Ultradestra con l’ok della sinistra. E federalismo con l’ok di Roma
DA ROMA “In passato, e potrebbe accadere anche stavolta, alcuni partiti del centrosinistra hanno aiutato la Fiamma di Rauti a raccogliere firme per presentare candidati che sottraessero voti al Polo”. Gianfranco Pasquino, politologo, ex parlamentare diessino al Corriere della Sera dell’1 febbraio. Rauti conferma. Pasquino giustifica l’aiuto degli antifascisti ai fascisti come “una furbata” (ma Rauti non era uno stragista?). Furbata? Dalla Sicilia giungono voci che anche alle ultime Regionali la Fiamma tricolore avrebbe ricevuto un sostegno dalla Quercia per presentare le liste. Ideatore e sostenitore dell’aiuto ai camerati anti-Polo sarebbe il dalemiano Vladimiro Crisafulli. Niente moralismi, la destra sa cosa fa la sinistra e viceversa. Però, chi ha raccolto le firme per i fascisti potrebbe farci il piacere di risparmiarci le prediche sull’impresentabilità della destra italiana?

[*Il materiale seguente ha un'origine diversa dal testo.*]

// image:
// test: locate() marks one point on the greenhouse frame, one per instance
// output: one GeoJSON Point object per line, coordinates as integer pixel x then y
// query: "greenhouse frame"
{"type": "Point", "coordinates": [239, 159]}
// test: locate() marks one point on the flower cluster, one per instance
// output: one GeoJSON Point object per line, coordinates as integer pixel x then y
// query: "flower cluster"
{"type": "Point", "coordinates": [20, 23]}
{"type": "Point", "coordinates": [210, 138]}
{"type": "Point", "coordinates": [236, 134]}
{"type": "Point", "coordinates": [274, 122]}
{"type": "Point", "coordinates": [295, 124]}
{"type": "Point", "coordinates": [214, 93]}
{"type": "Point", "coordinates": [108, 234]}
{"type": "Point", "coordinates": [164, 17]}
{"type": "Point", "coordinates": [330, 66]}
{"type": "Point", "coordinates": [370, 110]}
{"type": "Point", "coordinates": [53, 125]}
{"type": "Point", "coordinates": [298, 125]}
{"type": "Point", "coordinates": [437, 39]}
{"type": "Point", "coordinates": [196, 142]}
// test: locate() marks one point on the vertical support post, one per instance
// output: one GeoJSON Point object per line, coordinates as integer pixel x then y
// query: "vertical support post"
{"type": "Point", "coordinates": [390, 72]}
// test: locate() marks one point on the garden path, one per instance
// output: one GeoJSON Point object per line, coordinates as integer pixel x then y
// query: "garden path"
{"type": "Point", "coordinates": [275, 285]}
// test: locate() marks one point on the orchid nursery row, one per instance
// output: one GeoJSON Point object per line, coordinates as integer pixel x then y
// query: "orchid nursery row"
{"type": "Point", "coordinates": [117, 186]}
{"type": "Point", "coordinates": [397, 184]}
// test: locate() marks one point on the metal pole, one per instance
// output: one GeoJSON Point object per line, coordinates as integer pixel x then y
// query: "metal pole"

DA MILANO Quando Formigoni, accusato di usurpazione delle prerogative centraliste in materia di politica estera, dice: “Gli esteri restano competenza del governo, noi coltiviamo relazioni internazionali di natura economica, culturale e istituzionale nell’interesse della Lombardia, ma anche dell’Italia”, ci fa o ci è? Buona la seconda. Prendiamo la convenzione della Regione Lombardia con l’Ispi, l’Istituto per gli studi di politica internazionale di Milano presieduto dall’ambasciatore Boris Biancheri. È vero che negli anni Trenta era nato, per volontà di Pirelli e altri industriali lombardi, contro la “meridionalizzazione” della diplomazia italiana. Ma ai tempi della Dc e di Andreotti è stato riassorbito nel girone romano. E Biancheri, un curriculum ministeriale lungo così, è la quintessenza della Farnesina. Un bel paracadute per i lombardi alla conquista del mondo, ma con juicio.